V region nomenclature
For TCRAV and TCRBV, some BV subfamilies have more than one member. The identification of the subfamily members depends on two factors. The first is the specificity of the V region primer that is used for amplifying the particular V subfamily member. Primers could be designed that are specific for only one subfamily member. If the primer is specific enough to anneal only to one of the V subfamily members, then the clonotype identifier will use the subfamily member’s name such as S1, S2, S3 (for human), and −1, −2, −3 (for mouse). The second factor is the sequence homology between the subfamily members in the region 3′ of the V primer up to the conserved cysteine, the nucleotide differences downstream the conserved cysteine is not considered due to possibility of excision during the rearrangement process. For some choices of primer, there may be sufficient differences in the region between the primer and the conserved cysteine that the particular subfamily member can be identified. If this is the case, then the name of subfamily member is used. In other cases, the sequence between the V primer and the conserved cysteine is associated with multiple sequences. We reserve the letter X for use if the primer does not allow any distinction of subfamily members. Y and Z can be used to designate subsets of possible subfamily members and these must be defined. These designations will be specific for the primers used and once defined can be used over and over. An example of V gene identification is shown in Supplementary Table 1.
Identifying other chains
Additional examples of using the nomenclature for human α-TCR, β-TCR, γ-TCR, and δ-TCR are shown in Table 5. Since the δ-chain could be the result of either Vδ- or Vα-chain genes rearranging to Jδ, we show an example of the naming of both such possibilities (examples 4 and 5).

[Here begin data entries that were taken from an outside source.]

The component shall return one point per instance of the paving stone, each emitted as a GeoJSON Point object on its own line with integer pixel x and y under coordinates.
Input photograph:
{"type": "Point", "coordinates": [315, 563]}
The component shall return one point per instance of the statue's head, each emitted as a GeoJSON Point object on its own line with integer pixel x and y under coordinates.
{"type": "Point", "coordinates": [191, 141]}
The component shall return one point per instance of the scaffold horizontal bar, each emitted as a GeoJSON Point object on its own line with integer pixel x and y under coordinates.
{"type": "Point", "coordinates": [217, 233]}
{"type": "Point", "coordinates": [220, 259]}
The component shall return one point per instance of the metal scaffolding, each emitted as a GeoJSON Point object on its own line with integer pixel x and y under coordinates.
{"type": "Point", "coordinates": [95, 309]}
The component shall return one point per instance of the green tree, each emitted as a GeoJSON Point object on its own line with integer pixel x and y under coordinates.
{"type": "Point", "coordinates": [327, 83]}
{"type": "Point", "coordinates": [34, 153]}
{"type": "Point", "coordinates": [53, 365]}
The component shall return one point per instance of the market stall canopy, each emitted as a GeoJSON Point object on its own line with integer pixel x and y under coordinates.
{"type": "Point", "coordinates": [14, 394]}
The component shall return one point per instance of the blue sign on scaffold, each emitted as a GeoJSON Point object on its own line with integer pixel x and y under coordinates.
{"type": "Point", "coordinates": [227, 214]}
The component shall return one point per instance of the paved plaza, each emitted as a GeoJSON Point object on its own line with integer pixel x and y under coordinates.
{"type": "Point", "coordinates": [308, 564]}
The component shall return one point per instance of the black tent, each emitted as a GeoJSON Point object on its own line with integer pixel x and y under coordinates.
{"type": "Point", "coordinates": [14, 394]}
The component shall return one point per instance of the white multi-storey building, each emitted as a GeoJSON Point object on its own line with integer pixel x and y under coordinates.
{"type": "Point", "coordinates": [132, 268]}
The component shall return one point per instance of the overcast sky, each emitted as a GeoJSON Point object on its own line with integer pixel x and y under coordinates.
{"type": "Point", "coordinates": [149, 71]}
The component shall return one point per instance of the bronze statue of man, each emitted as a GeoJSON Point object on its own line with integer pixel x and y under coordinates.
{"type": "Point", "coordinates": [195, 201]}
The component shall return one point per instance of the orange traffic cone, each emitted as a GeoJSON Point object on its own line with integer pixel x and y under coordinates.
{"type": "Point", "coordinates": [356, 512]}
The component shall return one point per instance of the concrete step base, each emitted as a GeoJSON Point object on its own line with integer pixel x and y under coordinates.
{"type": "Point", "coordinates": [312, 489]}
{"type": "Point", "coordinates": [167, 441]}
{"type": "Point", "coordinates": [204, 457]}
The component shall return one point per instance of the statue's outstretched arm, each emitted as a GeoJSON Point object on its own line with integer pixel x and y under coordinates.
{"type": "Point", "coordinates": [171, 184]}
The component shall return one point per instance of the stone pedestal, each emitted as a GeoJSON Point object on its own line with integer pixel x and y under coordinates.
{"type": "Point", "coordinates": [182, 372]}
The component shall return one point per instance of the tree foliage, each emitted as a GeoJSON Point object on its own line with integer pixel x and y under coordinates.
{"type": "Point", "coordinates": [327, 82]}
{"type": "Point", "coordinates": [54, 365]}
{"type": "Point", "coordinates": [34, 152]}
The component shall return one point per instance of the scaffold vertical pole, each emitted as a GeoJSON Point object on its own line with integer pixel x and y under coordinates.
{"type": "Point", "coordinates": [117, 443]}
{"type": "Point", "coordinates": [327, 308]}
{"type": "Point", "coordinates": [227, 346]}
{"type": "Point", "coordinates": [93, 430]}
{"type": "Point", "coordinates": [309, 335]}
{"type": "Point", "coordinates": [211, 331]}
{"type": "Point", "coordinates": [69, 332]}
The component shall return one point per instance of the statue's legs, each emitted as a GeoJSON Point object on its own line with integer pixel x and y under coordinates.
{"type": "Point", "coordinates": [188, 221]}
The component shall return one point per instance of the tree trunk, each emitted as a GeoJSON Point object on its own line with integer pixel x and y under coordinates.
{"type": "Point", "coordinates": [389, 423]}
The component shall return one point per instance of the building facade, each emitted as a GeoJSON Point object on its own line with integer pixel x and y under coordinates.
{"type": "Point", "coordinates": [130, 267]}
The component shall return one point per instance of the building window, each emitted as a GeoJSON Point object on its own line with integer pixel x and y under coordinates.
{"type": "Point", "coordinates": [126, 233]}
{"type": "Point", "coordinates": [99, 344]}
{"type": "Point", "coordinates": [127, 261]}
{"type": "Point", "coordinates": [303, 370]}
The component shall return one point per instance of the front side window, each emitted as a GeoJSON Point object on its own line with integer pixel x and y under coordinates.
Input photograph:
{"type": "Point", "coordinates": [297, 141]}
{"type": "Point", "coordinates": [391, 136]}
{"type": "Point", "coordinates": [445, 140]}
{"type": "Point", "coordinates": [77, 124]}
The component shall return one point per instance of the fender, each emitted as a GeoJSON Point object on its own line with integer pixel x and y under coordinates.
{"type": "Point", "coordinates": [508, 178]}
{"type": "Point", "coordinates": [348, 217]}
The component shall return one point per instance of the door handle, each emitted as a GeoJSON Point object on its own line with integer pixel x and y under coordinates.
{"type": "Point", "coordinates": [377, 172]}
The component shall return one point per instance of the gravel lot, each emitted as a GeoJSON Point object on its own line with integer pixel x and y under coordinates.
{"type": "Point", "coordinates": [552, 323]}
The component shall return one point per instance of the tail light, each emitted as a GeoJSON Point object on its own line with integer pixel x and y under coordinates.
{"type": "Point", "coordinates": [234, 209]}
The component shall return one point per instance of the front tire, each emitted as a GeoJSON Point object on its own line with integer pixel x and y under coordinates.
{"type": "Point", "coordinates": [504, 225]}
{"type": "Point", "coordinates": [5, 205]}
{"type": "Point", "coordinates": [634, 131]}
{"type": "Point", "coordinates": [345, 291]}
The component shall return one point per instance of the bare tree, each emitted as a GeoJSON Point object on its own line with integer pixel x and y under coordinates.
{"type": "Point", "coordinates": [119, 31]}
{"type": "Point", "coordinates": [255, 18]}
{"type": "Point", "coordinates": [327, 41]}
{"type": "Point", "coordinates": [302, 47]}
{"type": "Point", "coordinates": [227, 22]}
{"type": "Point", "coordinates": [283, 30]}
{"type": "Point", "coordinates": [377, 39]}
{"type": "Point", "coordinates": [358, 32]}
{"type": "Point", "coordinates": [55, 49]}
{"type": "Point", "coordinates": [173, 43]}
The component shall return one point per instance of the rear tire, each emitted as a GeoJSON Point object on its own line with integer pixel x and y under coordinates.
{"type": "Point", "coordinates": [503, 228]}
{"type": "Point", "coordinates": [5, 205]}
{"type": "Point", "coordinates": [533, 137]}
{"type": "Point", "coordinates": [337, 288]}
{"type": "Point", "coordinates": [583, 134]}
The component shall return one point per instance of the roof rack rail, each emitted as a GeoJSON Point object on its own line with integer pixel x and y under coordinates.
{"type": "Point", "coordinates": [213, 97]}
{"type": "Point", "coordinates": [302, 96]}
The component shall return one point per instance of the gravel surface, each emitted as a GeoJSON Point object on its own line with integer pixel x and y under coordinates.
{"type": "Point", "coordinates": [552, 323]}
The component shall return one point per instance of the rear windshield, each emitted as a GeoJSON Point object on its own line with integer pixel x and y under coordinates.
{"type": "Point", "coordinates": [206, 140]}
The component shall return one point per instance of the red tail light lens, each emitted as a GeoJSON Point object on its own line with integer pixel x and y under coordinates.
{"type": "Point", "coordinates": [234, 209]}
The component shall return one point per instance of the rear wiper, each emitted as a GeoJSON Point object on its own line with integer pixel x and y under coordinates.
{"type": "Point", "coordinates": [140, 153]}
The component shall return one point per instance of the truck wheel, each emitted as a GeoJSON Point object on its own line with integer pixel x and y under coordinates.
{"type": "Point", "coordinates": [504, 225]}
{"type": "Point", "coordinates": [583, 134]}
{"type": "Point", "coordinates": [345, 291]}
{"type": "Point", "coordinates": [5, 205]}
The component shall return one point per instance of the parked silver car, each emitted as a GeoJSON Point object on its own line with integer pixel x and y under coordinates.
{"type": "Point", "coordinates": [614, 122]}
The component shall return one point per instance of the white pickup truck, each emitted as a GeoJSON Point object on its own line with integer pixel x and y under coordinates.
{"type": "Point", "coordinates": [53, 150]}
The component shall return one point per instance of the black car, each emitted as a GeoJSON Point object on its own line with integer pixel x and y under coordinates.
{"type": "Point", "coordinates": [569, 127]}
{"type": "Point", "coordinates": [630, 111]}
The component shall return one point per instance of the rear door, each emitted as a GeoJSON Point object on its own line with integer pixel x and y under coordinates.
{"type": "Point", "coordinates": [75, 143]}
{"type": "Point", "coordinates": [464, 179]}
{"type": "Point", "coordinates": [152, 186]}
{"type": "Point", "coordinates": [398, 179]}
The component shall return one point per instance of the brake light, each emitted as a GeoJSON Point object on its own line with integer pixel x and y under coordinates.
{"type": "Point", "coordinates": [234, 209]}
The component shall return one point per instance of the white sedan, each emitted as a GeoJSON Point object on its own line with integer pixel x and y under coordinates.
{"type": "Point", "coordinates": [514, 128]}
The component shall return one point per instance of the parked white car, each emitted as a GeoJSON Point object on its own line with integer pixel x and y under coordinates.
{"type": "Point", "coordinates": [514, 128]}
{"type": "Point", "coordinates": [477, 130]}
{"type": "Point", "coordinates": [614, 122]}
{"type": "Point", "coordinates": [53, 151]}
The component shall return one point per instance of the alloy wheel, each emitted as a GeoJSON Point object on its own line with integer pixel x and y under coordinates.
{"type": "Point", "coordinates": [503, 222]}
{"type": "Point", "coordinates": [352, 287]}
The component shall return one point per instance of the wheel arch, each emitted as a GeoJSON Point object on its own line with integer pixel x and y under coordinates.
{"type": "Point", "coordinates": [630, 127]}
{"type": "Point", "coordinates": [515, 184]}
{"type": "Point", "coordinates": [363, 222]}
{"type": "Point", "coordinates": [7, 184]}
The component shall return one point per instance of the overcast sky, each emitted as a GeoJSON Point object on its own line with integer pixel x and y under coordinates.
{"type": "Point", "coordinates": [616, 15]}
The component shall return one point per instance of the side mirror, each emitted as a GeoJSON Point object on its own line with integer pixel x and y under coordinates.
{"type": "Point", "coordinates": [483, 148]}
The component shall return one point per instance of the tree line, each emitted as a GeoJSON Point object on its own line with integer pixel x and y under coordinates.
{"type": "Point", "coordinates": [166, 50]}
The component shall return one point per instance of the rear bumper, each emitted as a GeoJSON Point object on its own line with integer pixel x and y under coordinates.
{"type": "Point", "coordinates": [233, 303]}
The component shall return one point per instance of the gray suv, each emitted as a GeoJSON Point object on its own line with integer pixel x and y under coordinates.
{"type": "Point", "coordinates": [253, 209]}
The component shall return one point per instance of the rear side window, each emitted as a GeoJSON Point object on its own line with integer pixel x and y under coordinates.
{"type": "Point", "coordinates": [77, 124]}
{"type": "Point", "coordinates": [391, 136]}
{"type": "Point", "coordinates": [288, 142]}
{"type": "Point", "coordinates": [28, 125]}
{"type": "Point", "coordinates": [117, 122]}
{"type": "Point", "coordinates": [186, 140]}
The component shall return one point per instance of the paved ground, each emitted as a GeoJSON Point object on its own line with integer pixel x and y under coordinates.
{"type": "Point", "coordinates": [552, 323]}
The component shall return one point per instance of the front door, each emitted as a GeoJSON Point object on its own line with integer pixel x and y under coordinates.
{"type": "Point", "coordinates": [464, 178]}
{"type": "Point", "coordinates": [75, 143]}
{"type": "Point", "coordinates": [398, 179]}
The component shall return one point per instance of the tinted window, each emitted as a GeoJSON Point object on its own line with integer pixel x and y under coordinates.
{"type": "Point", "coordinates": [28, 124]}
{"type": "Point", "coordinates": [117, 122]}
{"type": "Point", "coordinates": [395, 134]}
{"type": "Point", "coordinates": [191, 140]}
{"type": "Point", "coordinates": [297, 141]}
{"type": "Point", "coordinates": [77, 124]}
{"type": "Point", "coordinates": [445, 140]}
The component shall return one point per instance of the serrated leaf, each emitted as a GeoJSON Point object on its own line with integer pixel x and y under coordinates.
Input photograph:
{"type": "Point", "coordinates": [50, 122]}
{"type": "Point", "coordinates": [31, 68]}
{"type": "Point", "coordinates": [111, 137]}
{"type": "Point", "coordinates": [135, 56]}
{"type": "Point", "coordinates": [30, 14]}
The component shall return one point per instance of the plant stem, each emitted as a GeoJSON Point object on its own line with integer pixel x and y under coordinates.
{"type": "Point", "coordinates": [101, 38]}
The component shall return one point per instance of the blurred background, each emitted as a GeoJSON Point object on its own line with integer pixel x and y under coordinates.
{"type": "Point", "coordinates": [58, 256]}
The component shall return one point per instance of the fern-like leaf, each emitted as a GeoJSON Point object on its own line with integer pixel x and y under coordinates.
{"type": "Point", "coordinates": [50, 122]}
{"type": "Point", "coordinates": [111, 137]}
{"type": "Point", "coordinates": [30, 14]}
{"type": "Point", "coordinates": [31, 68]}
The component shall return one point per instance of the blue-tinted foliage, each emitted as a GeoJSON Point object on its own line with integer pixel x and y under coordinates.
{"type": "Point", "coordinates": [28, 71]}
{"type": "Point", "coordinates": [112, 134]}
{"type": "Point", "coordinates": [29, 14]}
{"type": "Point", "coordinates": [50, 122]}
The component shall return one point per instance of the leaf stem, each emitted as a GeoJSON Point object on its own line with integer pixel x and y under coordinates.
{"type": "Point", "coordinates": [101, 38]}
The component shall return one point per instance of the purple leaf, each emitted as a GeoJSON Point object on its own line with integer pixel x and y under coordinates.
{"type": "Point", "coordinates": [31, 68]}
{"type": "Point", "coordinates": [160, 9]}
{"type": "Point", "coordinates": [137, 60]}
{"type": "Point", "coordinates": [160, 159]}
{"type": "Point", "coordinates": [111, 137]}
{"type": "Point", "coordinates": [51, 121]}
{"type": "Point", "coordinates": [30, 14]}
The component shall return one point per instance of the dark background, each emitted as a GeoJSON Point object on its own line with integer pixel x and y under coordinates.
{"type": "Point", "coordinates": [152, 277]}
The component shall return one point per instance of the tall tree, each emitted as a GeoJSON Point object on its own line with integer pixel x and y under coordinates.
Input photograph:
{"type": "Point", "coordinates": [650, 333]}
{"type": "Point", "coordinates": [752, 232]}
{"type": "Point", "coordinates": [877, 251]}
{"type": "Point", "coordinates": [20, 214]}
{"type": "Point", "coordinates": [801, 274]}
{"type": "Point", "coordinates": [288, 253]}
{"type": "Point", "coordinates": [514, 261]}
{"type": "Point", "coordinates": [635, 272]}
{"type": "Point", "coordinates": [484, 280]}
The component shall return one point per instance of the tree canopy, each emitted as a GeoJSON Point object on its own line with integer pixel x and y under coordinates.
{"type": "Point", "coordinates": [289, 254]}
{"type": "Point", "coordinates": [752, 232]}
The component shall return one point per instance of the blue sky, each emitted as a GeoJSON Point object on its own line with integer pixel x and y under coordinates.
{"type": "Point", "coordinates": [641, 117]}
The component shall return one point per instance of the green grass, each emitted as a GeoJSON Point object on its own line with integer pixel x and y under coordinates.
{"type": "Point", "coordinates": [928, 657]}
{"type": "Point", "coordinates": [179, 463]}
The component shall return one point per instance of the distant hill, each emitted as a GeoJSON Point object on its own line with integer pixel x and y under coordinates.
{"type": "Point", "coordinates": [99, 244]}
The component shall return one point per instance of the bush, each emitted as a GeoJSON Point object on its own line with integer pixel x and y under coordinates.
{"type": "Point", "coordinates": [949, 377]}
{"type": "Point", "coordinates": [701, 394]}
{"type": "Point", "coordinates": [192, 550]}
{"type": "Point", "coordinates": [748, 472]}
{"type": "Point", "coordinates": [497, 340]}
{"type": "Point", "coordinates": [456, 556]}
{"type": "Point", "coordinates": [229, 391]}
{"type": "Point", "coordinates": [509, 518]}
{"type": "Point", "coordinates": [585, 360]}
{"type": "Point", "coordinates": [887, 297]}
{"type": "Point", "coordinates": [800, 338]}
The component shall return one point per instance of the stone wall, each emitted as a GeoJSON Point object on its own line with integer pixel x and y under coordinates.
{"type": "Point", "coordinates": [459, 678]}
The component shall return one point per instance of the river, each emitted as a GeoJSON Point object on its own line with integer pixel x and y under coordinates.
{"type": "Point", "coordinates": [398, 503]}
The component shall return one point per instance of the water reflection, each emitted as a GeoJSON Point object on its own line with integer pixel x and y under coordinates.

Decoding TCR clonotype identifier
By decoding the name, the nucleotide sequence of the TCR chain can be derived in a reverse manner as that used for the encoding. Using the first example shown in Table 5 “rTs.4A38S2A53L13”, the “A38S2” and “AJ53” shows that the clonotype origin is human and the sequences of the alpha V38S2 and alpha J53 genes are needed for the decoding (Fig. 2). The entire length between the “C” and “FG” is 13 amino acids long. So the genomic sequence of the TCR AV38S2 is obtained and the positions of the amino acids lined up with a length ruler starting with the position immediately after the conserved cysteine. The TCR AJ53 is then placed so that the last amino acid before the conserved FG lines up with the end of length ruler. The two lowercase letters “r” and “s” in the name identify the last V and the first J position encoded by the germline. This leaves one position to be filled by the N nucleotides and this is the threonine represented in the clonotype name as “T”. The codon table shows that the codon 4 for T is ACG. The T can be encoded entirely by N nucleotides (ACG) or the initial nucleotide, a, could be V-germline-encoded and the rest of the sequence is N derived. While Fig. 2 uses the second possibility (aCG), the sequence is decoded regardless.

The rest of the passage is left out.